Washington, Mar 20, 2002 - Congressman Dennis Kucinich (D-OH), a member of the Education and Workforce Subcommittee on Workforce Protection introduced an amendment to the Pension Security Act today which would prohibit funded deferred compensation plans for employers that maintained defined contribution plans that contribute company stock.

"As the nation has watched enormous corporate bankruptcies unfold at Enron and Global Crossing, and Chapter 11 proceedings at LTV Steel, we heard one common theme," Congressman Kucinich said. "There are two sets of rules for pension plans. Executives abide by one set of rules, and employees must play under a different set of rules. If executives faced the same risks as employees in their pension plans, they would have a vested interest in ensuring that plans are not emptied during a bankruptcy."

Kucinich cited the advantages of executive pension plans that have enabled executives to avoid serious financial disaster when their company files bankruptcy. Executives have more investment choices. Executive benefits in deferred compensation plans aren't required to be disclosed, and have greater legal protection during a bankruptcy. "Unbelievably," Kucinich said, "executives have entirely different pension plans with guaranteed rates of return."

By comparison, Kucinich said employees have more barriers to information and fewer options. They are prohibited from selling stock during lock-down periods; their severance pay is capped at $4650. Employees' pension plans aren't as protected as executive plans and employee 401(k)s don't come with guaranteed returns.

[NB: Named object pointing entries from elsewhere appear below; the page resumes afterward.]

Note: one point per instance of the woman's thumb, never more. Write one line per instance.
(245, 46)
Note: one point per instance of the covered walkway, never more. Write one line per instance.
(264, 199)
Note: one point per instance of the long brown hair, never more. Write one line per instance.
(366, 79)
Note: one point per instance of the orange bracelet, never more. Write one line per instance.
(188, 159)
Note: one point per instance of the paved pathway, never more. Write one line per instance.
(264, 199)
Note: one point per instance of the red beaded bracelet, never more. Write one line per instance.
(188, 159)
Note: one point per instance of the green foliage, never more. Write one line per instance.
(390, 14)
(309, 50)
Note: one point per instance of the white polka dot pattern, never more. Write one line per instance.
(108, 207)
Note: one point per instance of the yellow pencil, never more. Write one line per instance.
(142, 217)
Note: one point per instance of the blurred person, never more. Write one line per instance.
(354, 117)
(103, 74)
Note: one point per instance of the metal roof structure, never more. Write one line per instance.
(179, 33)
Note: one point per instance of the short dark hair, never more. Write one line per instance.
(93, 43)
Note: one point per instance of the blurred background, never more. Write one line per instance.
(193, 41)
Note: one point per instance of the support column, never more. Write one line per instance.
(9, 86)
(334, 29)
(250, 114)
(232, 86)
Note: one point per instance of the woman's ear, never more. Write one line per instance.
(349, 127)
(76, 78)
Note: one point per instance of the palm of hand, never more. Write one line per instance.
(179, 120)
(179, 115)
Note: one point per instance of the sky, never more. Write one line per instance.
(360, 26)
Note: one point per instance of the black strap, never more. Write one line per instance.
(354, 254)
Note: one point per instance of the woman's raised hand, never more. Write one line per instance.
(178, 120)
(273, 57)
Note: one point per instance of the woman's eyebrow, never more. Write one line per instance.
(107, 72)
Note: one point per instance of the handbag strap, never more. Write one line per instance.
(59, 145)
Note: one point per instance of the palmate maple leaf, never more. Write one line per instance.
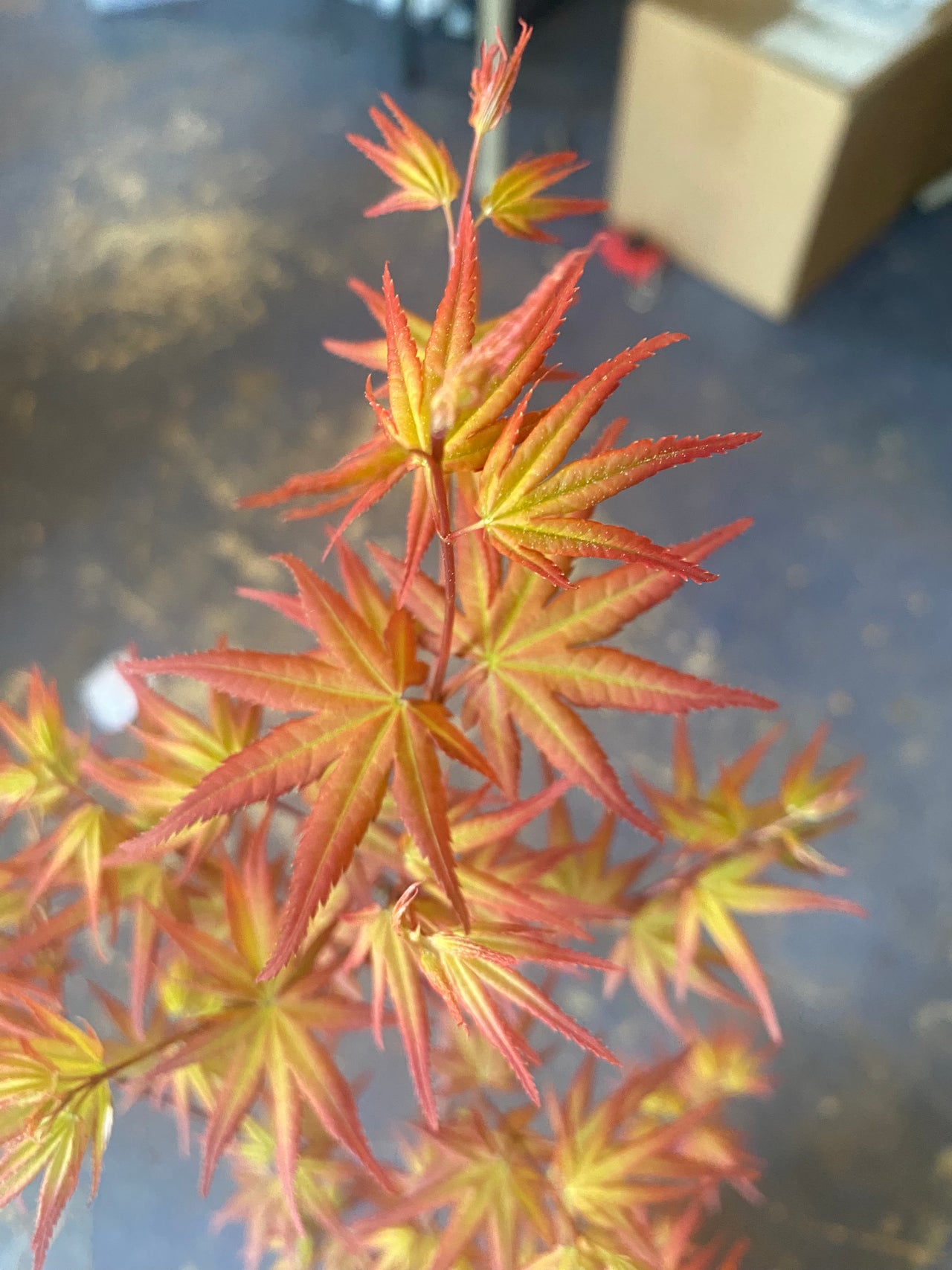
(617, 1161)
(55, 1106)
(45, 767)
(490, 1178)
(515, 205)
(532, 659)
(710, 896)
(649, 954)
(251, 1036)
(414, 161)
(463, 379)
(408, 949)
(359, 725)
(536, 511)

"The lack of a consistent set of rules between employees and executives is unjust, unfair, and should be illegal," Kucinich said. "The only provision which addresses employee/executive parity in the Administration's pension proposal forbids executives to sell during a lock down if employees cannot sell. This token provision doesn't even begin to establish fairness between employees and executives, and makes a mockery of the concept of parity. If the Administration were serious about its claim, "what's good for the captain is good for the crew," it would propose real measures to ensure employee/executive parity."